Cover Story - Outlook 2010: The Future of the Industry
"It's kind of, I don't want to say the Wild West, but it's a whole new model that's emerging. And who knows what Google will do with their cloud," he adds.
"I really do see that we are at a huge disruption point in publishing," Rubin says. "I make an analogy to television coming out. I know that's a little grandiose, but once the technologies get there in terms of a multipurpose [e-reader] device where you can get very good, crystalline, nonglare reading quality … and couple that with functions you can get from an iPhone and all these benefits of digitization on top of that—such as portability and ease of use—it's a real game changer."

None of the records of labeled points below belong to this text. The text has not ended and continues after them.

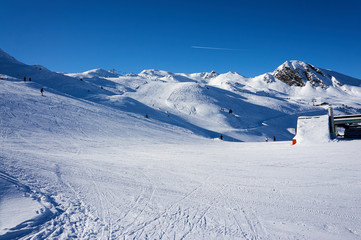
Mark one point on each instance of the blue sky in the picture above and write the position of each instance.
(249, 37)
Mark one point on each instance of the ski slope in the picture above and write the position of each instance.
(75, 168)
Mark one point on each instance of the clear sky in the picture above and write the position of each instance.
(249, 37)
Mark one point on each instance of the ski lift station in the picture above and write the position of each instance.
(326, 127)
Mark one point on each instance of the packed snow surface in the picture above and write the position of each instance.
(313, 129)
(84, 161)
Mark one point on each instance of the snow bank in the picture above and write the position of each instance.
(313, 129)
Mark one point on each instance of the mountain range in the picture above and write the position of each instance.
(207, 104)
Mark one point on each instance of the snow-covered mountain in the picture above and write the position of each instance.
(95, 73)
(208, 104)
(140, 157)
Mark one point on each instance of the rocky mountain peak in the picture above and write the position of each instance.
(297, 73)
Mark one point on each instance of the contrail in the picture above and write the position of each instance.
(213, 48)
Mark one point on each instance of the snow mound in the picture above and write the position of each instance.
(21, 210)
(313, 129)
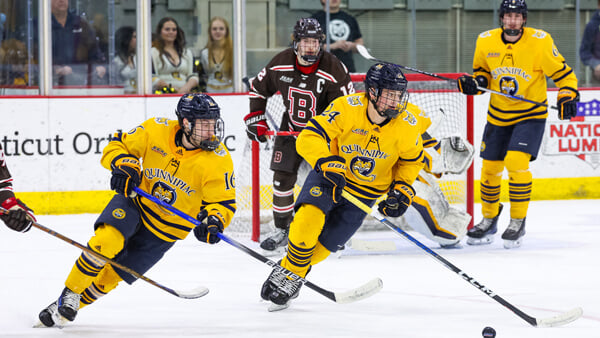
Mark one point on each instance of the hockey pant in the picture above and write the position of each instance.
(519, 186)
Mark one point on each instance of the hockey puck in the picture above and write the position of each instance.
(488, 332)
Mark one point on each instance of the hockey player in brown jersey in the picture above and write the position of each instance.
(308, 78)
(19, 216)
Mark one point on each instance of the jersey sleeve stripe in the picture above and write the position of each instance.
(314, 126)
(517, 111)
(562, 77)
(418, 158)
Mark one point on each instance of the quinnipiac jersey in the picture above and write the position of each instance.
(376, 155)
(189, 180)
(304, 95)
(6, 191)
(520, 69)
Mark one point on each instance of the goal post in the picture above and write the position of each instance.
(451, 113)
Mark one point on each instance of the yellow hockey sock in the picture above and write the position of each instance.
(520, 182)
(302, 239)
(491, 177)
(106, 281)
(107, 241)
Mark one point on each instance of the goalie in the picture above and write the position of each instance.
(430, 213)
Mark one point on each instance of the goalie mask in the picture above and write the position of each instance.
(203, 126)
(387, 76)
(513, 6)
(308, 28)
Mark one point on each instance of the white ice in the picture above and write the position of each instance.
(555, 270)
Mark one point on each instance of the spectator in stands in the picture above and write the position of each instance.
(217, 57)
(76, 58)
(343, 33)
(589, 51)
(125, 68)
(172, 62)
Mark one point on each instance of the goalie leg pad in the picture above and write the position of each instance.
(107, 241)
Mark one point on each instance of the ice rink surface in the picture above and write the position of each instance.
(555, 270)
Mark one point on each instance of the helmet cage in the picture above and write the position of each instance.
(194, 107)
(513, 6)
(386, 76)
(308, 28)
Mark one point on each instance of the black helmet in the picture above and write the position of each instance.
(512, 6)
(200, 106)
(386, 76)
(308, 28)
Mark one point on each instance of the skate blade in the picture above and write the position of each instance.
(275, 307)
(508, 244)
(58, 324)
(278, 252)
(489, 239)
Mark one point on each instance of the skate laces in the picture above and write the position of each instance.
(515, 224)
(69, 299)
(485, 224)
(284, 284)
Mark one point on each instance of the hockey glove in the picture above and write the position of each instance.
(468, 84)
(207, 231)
(19, 216)
(397, 201)
(567, 103)
(333, 169)
(126, 174)
(256, 126)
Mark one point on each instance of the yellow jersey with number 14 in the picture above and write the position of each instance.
(376, 155)
(520, 69)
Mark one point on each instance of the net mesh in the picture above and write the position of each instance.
(450, 114)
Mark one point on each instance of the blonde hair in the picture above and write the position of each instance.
(226, 45)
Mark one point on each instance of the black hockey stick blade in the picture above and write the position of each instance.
(364, 291)
(362, 50)
(190, 294)
(559, 320)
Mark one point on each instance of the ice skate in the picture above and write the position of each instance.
(49, 316)
(279, 289)
(483, 233)
(513, 235)
(276, 243)
(68, 304)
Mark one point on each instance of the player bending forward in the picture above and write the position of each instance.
(184, 164)
(19, 216)
(368, 143)
(308, 79)
(430, 213)
(514, 59)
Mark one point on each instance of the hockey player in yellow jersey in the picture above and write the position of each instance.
(367, 144)
(184, 164)
(514, 59)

Amid all the hullabaloo about e-books—reaching an unprecedented fever pitch just before the winter holidays with the release of the Barnes & Noble's Nook and the announcement of Borders' partnership with Kobo on a new e-book store—there is the still-sobering fact that these nifty digital readers only make up about 3 percent of the total book market.
This does not mean the industrywide effects of e-books are far off, however, cautions Gallagher.
For business models still built on hardcovers and large-print-run margins, "The challenge is not when e-books become the dominant [market] share, but when they gain about 4, 5 or 6 more percentage points," he says. "Then it gets to be a really sticky situation for publishers because they're basing their margins on hardcovers, which, at this point, will [still] be their primary binding type, but they'll be printing thousands less, so the per-unit price will go up."
E-books, in other words, while potentially a "good profit center," must be evaluated in terms of the coming disruption of pricing models. "It's something all publishers will have to contend with and wade their way through," he says.